Attack Tree Path: 1. Data Exfiltration [HR]

  • 1.1 SQL Injection (TDengine Specific)
    • 1.1.1 Exploiting vulnerabilities in TDengine's SQL parser or query execution engine [HR] {CN}:
      • Description: The attacker crafts malicious SQL queries that exploit flaws in how TDengine parses or executes SQL commands. This is specific to TDengine's implementation, targeting potential weaknesses in its custom SQL dialect, functions, or data types.
      • Likelihood: Low to Medium
      • Impact: High to Very High
      • Effort: Medium to High
      • Skill Level: Intermediate to Advanced
      • Detection Difficulty: Medium to Hard
      • Actionable Insights:
        • Implement rigorous input validation and sanitization specifically tailored to TDengine's SQL dialect.
        • Use parameterized queries (prepared statements) consistently.

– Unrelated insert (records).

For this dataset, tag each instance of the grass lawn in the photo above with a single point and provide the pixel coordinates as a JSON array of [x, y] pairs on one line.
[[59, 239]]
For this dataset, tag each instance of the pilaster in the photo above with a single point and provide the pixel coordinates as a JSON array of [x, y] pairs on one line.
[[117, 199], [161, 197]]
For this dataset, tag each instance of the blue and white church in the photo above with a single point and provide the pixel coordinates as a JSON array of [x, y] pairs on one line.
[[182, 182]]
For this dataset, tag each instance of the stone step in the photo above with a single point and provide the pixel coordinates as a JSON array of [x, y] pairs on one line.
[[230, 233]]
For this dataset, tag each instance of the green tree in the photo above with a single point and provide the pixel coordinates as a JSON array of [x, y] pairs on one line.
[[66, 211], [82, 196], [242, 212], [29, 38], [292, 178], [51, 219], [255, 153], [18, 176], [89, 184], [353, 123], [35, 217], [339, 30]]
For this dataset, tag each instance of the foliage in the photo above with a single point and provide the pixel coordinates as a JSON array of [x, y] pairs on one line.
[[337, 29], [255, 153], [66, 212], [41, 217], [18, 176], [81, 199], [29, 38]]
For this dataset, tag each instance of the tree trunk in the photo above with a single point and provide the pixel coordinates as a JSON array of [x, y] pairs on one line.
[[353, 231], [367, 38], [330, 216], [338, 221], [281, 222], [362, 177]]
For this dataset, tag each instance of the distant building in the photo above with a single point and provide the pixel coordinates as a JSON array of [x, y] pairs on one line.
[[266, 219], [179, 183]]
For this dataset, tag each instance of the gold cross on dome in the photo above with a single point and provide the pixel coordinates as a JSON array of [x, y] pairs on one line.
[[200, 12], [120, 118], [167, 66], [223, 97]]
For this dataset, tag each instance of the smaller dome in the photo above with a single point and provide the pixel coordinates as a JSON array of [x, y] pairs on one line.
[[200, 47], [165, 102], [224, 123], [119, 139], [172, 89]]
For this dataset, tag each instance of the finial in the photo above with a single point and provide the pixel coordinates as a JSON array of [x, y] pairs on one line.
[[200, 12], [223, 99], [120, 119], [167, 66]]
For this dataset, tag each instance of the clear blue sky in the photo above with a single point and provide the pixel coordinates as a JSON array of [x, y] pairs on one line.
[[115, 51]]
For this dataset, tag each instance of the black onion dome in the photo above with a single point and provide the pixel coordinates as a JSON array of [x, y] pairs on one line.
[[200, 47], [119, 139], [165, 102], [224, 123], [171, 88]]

        • Conduct fuzz testing of the TDengine SQL parser with malformed queries.
        • Regularly review TDengine's security advisories and apply updates promptly.
        • Implement Web Application Firewall (WAF) rules to detect and block SQLi attempts.

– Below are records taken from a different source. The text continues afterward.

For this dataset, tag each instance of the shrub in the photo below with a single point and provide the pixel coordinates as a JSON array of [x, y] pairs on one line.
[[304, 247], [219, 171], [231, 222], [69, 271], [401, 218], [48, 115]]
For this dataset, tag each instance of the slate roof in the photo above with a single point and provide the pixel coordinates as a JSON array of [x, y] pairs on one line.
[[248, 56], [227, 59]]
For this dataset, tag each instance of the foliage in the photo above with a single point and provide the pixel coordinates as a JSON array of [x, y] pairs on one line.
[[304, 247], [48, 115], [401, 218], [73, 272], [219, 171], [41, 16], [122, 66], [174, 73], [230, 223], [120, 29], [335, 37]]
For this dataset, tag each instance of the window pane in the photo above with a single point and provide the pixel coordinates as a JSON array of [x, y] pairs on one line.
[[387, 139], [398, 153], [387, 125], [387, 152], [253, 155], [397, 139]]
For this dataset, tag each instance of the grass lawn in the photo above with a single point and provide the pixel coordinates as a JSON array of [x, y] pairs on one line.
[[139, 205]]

        • Monitor TDengine query logs for suspicious patterns.
  • 2.1 Resource Exhaustion (TDengine) {CN}

    • 2.1.1 Submitting queries designed to consume excessive resources [HR]:
      • Description: The attacker sends queries to TDengine that are intentionally designed to consume large amounts of CPU, memory, or disk I/O. This could involve complex joins, operations on large datasets, or exploiting known resource-intensive functions within TDengine.
      • Likelihood: Medium to High
      • Impact: Medium to High
      • Effort: Low to Medium
      • Skill Level: Beginner to Intermediate
      • Detection Difficulty: Easy to Medium
      • Actionable Insights:
        • Implement query timeouts and resource limits within TDengine (if supported).
        • Monitor TDengine's resource usage (CPU, memory, disk I/O) and set alerts for unusual spikes.
        • Rate-limit connections and queries from individual clients.
        • Optimize database schema and queries for performance.
        • Use TDengine's built-in monitoring tools to identify and analyze resource-intensive queries.
        • Implement circuit breakers to prevent cascading failures.
  • 2.2 Network Flooding (TDengine) [HR]

    • 2.2.1 Sending a large volume of connection requests [HR] {CN}:
      • Description: The attacker floods TDengine with a high volume of connection requests, exceeding its capacity to handle new connections. This prevents legitimate users from connecting to the database.
      • Likelihood: High
      • Impact: Medium to High
      • Effort: Very Low to Low
      • Skill Level: Script Kiddie to Beginner
      • Detection Difficulty: Very Easy to Easy
      • Actionable Insights:
        • Implement network-level rate limiting and connection limits (e.g., using iptables or similar tools).
        • Use a firewall to restrict access to TDengine to authorized clients only (whitelist known IP addresses).
        • Consider using a load balancer to distribute traffic across multiple TDengine instances.
        • Deploy intrusion detection/prevention systems (IDS/IPS) to detect and block flooding attacks.
        • Monitor network traffic for unusually high connection rates.
        • Configure SYN cookies or other TCP connection protection mechanisms.